On a very shallow level (a sandbar at low tide would be a reasonable approximation of the depth), I would like to express my distaste for Russian names. I simply find it impossible to follow which character is which and who is doing what to whom at any given moment what with the interchangeable and frequent uses of their last name alone, first two names, childhood name or the name used by their lover. Gah!

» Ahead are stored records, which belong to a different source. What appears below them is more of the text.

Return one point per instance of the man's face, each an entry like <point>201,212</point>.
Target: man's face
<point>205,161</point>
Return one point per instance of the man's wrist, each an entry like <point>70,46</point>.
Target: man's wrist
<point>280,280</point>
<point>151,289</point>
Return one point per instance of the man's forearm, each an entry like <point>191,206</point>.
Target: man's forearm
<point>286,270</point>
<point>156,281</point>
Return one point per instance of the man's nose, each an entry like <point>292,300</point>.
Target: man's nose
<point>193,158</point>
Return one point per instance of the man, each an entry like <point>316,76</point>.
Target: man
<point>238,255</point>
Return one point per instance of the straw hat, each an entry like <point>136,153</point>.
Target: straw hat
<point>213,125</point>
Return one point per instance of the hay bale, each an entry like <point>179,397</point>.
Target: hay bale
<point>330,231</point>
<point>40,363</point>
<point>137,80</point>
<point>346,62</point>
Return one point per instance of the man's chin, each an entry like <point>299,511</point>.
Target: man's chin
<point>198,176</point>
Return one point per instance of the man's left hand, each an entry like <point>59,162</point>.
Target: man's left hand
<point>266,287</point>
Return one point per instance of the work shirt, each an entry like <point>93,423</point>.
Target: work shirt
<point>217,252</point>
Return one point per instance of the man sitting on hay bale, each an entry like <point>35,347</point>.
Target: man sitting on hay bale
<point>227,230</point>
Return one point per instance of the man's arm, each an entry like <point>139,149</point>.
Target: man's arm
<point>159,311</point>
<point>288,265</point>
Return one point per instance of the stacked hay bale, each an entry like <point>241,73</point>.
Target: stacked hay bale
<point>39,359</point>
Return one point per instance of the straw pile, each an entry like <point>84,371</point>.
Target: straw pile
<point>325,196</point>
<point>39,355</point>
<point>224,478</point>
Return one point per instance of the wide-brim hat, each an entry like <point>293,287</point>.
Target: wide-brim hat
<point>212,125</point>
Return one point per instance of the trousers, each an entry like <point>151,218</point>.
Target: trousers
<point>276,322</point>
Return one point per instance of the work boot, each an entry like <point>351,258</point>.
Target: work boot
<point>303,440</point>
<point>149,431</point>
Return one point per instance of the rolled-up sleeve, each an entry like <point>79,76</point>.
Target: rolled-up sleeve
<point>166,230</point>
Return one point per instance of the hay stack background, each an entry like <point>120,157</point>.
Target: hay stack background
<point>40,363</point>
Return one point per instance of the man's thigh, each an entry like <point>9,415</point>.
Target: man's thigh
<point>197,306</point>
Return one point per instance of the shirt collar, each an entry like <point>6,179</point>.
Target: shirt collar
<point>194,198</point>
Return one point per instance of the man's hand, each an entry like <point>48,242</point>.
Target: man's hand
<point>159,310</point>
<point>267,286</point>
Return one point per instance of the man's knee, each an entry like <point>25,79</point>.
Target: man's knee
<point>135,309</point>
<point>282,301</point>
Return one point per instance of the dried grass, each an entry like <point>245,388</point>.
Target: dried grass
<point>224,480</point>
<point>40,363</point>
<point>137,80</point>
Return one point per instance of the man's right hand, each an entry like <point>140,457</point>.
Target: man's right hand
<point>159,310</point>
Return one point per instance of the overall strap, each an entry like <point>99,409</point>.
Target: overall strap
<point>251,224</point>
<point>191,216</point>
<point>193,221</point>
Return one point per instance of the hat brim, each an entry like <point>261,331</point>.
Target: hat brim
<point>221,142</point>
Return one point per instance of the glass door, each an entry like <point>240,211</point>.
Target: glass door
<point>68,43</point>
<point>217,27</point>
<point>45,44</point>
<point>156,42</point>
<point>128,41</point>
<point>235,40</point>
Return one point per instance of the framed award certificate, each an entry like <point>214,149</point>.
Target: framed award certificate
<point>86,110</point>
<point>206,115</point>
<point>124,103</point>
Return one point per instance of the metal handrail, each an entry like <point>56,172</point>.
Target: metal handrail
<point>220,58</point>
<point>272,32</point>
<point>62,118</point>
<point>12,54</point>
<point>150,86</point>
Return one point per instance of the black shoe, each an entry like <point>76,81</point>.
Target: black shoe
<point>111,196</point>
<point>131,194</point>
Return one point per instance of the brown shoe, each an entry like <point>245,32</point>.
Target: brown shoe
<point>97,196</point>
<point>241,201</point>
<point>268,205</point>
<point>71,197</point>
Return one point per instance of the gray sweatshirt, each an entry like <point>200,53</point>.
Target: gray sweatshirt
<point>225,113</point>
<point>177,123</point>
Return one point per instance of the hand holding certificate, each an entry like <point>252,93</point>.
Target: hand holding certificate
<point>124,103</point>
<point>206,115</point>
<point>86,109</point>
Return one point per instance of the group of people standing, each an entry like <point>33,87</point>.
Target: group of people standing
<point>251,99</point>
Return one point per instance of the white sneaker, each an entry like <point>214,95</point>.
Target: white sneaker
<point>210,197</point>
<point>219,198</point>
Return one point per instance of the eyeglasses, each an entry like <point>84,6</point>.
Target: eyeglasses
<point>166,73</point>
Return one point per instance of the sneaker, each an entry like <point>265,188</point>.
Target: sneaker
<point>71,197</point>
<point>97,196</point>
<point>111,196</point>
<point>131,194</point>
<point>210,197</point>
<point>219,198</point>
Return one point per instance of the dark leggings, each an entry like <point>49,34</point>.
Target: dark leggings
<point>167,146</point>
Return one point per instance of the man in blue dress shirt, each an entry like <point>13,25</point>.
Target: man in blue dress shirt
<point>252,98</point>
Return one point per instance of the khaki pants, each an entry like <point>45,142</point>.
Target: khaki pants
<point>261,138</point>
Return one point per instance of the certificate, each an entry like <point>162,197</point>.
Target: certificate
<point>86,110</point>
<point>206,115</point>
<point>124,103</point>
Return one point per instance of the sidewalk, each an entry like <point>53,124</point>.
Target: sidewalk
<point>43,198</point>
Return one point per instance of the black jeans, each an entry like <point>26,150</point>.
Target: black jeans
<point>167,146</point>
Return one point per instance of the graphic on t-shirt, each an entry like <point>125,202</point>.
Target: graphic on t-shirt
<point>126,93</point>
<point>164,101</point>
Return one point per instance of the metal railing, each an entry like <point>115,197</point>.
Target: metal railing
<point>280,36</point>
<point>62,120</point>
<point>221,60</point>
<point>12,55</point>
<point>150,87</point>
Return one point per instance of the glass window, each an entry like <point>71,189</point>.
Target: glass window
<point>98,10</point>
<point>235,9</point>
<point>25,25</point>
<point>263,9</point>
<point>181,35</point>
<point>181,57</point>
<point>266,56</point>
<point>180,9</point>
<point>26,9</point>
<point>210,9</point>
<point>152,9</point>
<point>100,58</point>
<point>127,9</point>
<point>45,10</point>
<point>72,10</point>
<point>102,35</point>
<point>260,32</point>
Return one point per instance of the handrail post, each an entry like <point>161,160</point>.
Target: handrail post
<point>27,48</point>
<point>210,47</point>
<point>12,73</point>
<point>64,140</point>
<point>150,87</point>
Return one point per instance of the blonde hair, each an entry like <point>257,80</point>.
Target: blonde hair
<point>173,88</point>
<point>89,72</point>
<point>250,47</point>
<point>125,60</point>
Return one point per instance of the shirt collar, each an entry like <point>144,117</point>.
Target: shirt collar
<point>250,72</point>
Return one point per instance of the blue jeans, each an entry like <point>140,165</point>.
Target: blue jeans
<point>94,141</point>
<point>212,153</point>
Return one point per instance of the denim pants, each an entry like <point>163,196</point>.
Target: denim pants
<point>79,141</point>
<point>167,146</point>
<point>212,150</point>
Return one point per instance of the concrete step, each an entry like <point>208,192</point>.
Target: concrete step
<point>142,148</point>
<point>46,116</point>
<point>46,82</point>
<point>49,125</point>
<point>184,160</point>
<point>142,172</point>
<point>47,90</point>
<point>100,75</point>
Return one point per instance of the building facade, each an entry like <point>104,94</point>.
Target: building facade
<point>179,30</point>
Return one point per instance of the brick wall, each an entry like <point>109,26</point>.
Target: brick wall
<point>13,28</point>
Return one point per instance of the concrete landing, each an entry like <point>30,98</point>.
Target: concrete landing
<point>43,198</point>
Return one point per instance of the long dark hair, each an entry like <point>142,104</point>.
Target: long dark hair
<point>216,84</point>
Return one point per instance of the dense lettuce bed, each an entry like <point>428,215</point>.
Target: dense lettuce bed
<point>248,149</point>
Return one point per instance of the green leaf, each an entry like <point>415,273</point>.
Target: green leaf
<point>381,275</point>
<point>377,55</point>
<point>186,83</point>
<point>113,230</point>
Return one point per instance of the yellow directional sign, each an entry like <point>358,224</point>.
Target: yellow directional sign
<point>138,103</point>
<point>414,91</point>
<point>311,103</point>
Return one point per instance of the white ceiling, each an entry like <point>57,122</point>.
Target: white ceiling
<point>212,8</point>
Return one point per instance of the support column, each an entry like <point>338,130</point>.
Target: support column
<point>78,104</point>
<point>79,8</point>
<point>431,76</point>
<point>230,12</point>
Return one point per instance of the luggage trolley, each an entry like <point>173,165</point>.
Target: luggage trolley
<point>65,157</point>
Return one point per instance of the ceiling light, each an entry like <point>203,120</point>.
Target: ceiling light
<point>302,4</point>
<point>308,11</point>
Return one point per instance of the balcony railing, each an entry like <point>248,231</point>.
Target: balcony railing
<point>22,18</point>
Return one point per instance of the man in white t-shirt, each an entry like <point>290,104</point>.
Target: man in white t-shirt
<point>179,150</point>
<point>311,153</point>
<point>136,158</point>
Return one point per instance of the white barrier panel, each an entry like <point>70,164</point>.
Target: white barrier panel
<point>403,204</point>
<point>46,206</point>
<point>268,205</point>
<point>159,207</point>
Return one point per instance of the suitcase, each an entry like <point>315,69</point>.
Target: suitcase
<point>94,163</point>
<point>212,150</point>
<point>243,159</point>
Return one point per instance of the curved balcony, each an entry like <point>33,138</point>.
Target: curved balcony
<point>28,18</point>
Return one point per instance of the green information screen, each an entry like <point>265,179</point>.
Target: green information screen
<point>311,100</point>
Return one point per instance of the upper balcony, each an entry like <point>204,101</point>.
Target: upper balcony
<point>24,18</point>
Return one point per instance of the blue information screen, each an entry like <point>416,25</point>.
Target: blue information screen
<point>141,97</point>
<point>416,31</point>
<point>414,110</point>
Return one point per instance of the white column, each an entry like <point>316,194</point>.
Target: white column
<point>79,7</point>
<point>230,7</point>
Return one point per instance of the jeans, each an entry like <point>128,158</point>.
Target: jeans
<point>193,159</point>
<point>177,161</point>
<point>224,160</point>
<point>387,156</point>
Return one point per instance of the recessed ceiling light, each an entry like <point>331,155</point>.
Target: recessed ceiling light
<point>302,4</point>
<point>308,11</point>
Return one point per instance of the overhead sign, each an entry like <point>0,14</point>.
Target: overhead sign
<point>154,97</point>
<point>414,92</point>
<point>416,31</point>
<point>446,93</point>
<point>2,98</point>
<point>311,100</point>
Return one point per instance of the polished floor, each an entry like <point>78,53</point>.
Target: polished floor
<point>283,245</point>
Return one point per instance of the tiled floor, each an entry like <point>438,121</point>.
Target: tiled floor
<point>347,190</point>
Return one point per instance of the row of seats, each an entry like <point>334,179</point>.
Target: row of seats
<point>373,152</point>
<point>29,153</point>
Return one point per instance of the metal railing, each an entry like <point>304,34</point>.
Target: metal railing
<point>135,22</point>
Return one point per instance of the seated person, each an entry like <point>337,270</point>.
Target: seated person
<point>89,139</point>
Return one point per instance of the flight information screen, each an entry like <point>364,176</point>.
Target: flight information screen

Beyond that little quibble created by a lack of cultural exposure, the heart of Dr. Zhivago, what made it worth reading for me, was ideas, centering around the most important developments that arose from the New Testament and revolution. Sure, there was some beautiful imagery, and I really ought to try it again sometime, albeit at a more leisurely pace, because I'm positive I overlooked more than a few things, but the ideas ruled for me. Without them, I would have found finishing the novel all the more difficult because the other elements didn't appeal to me enough, especially the character of Yurii Andreievich Zhivago. I really wanted to like him for all he did and put up with, but the way he treated woman drove me batty. Perhaps, my personal sense of the romantic and appropriate execution of erotic love is one that doesn't gel with that presented in Dr. Zhivago.

In that way, it resembled my experience with Crime and Punishment. After the crime, the only thing that kept me reading were Raskolnikov's conversations with Petrovich and the hope that other such discussions might arise. Could be I simply like my themes straightforward, sans the deep, continuing themes.

As a bit of an afterthought, I very much enjoyed the poems that followed the epilogue.